Air New Zealand has changed direction with its latest safety video released today.
This, the 20th in a decade-long series, features no cameos from local or international celebrities.
The clip instead features the story of a young girl travelling through the country, emphasising the importance of the environment alongside a quirky takahē called Mr T.
This safety video, which was developed by independent advertising agency Pitchblack, follows on from last year's clip, which was Rugby World Cup-themed and packed with a wide spread of local and international superstars.
The clip was first teased via a social media campaign posted to Instagram in the middle of December last year.
The content in the clip is very much in keeping with the airline's sustainability push amid growing concern about the impact of flying and tourism.
Given how safety video platform has become over the years, there is always significant pressure on the Air New Zealand team to deliver something that will resonate with the audience. The hip-hop themed safety video released at the end of 2018 showed how swift and brutal the response can be if the audience doesn't like the video.
That video was eventually pulled and also resulted in an apology letter from the airline.

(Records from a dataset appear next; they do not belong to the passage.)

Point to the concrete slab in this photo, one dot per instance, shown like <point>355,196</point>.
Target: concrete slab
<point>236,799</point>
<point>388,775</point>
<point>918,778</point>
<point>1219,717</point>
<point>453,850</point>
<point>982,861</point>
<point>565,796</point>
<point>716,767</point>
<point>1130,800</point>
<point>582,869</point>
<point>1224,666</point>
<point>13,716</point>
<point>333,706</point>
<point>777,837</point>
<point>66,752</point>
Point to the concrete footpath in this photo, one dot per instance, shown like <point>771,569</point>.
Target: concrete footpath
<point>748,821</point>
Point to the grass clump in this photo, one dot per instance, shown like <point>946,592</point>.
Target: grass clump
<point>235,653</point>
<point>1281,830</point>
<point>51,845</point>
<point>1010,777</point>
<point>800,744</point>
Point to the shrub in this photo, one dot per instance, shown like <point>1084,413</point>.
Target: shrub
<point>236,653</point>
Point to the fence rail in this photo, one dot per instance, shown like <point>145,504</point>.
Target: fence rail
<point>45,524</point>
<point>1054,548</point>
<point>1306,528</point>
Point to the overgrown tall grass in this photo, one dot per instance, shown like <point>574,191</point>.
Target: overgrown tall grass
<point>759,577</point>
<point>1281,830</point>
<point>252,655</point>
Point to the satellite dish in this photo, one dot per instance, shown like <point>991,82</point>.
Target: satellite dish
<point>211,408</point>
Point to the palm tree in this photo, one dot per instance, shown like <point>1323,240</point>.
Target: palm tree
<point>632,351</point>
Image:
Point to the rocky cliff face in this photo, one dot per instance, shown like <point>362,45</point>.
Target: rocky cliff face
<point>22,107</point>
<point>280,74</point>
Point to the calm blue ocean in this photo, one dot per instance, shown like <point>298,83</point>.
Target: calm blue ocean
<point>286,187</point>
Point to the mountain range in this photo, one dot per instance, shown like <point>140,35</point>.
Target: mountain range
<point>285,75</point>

The charming clip released today is unlikely to be that divisive, but the airline is no longer only measured by the quality of its own safety videos. Its approach has sparked similar creativity from other airlines around the world, adding some competitive flavour to the platform.
In addition to launching the safety video, the airline also released details about its highly anticipated Skynest sleeping pods.
Asked why the airline decided to go ahead with the news in such a tough week, Air NZ's general manager of global brand and content, Jodi Williams, said it was essential to market in tough times.
"Being visible and present even during challenging times is extremely important," Williams says.
"All our marketplaces are always competitive and sustained presence is a key to delivering positive results."